Suppose $(X, \mathcal{A})$ is a measurable space, $f$ is a real-valued function, and $\{x:f(x)>r\} \in\mathcal{A}$ for each rational number $r$. Prove that $f$ is measurable.
This proof is fairly straightforward as it is a density argument. I have already written a proof similar to the approach found here. The linked proof uses a converging sequence $r_k\searrow a$ and $\cup_{k=1}^\infty\{x:f(x)>r_k\}=\{x:f(x)>a\}$ where $a\in\mathbb{R}$ to show that it is measurable. My question is whether it is necessary to use the union or since we can find some $r\in\mathbb{Q}$ which is arbitrarily close to $a \text{ and }r>a$ would it not just be $\{x:f(x)>r\}=\{x:f(x)>a\}?$ I may be missing something obvious which is why I'm asking.
To prove the desired result (holding for any $a \in \Bbb R$), you absolutely need a countable union of superlevel sets $\{f > r\}$(, where $r \in \Bbb Q$). Nothing more and nothing less!

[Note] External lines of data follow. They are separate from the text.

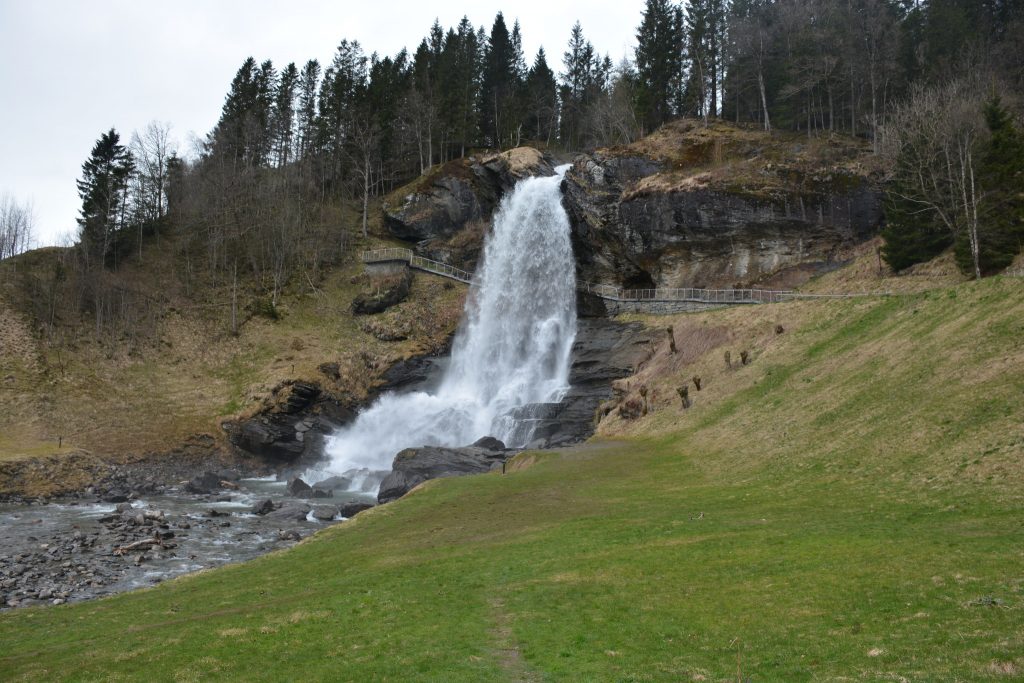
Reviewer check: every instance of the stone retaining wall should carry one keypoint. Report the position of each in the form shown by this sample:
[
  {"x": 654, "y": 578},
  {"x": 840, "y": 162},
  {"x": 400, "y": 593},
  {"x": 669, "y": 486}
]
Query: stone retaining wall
[{"x": 658, "y": 307}]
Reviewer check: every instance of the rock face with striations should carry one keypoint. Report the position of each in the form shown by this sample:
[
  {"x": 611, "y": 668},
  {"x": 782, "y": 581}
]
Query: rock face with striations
[
  {"x": 719, "y": 207},
  {"x": 292, "y": 427},
  {"x": 414, "y": 466},
  {"x": 445, "y": 211}
]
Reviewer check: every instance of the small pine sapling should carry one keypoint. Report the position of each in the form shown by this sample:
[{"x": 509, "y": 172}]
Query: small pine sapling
[{"x": 684, "y": 395}]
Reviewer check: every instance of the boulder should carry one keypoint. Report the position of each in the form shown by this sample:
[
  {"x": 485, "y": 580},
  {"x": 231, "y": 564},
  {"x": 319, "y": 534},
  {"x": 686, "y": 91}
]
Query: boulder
[
  {"x": 334, "y": 483},
  {"x": 488, "y": 442},
  {"x": 351, "y": 509},
  {"x": 204, "y": 483},
  {"x": 325, "y": 513},
  {"x": 689, "y": 216},
  {"x": 289, "y": 511},
  {"x": 385, "y": 294},
  {"x": 462, "y": 191},
  {"x": 299, "y": 488},
  {"x": 414, "y": 466}
]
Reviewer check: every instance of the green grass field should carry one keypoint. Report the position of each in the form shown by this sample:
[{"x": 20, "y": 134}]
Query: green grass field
[{"x": 847, "y": 507}]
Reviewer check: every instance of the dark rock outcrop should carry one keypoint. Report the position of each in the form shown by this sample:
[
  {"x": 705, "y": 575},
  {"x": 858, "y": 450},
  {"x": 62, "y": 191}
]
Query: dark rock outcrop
[
  {"x": 604, "y": 351},
  {"x": 455, "y": 197},
  {"x": 386, "y": 293},
  {"x": 292, "y": 426},
  {"x": 204, "y": 483},
  {"x": 299, "y": 488},
  {"x": 641, "y": 222},
  {"x": 351, "y": 509},
  {"x": 414, "y": 466}
]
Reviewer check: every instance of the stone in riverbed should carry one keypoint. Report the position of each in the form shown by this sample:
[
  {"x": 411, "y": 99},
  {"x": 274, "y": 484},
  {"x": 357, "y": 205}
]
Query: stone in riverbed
[
  {"x": 207, "y": 482},
  {"x": 414, "y": 466},
  {"x": 325, "y": 513},
  {"x": 353, "y": 508},
  {"x": 299, "y": 488},
  {"x": 290, "y": 511},
  {"x": 334, "y": 483}
]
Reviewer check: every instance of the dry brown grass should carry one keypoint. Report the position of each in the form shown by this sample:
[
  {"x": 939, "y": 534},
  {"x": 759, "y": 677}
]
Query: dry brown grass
[
  {"x": 120, "y": 402},
  {"x": 866, "y": 271},
  {"x": 861, "y": 387}
]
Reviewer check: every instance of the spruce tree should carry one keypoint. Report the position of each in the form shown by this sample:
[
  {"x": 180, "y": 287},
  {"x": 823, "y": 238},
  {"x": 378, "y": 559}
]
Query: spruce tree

To verify that $\{x \mid f(x) > a\}$ is measurable set, OP asks whether finding an rational number $r$ arbitrarily close to $a$ would work. Let me illustrative my negative response with a specific example.
Example pie
Take $a = \pi$. Fix $\epsilon = 10^{-4}$ before taking an approximation $r = \color{blue}{3.14159}$ for $\pi \approx \color{blue}{3.14159}2654\dots$
To find out $\{f>\pi\}$, $\{f>\color{blue}{3.14159}\}$ would introduce "undesirable" elements including (but not limited to) those in $\{x \mid \color{blue}{3.14159}1 \le f \le \color{blue}{3.14159}2\}$: such elements $f(y) \le \color{blue}{3.14159}2 < \pi$ shouldn't belong to $\{f>\pi\}$.
Formalized idea
As long as you adopt such approximation of $a$ by an arbitrarily close element $r$, you'll introduce "undesirable" elements $q$ in either $(a,r)$ or $(r,a)$. Therefore, no single $\{f>r\}$ can give you $\{f>a\}$, not even a finite union $\cup_{k = 1}^n \{f>r_k\} = \left\{f>\min\limits_{k = 1,\dots,n}\{r_k\}\right\}$, where $r_k \in \Bbb Q \forall k$. You'll need a countable union $\cup_{k=1}^\infty\{x:f(x)>r_k\}=\{x:f(x)>a\}$.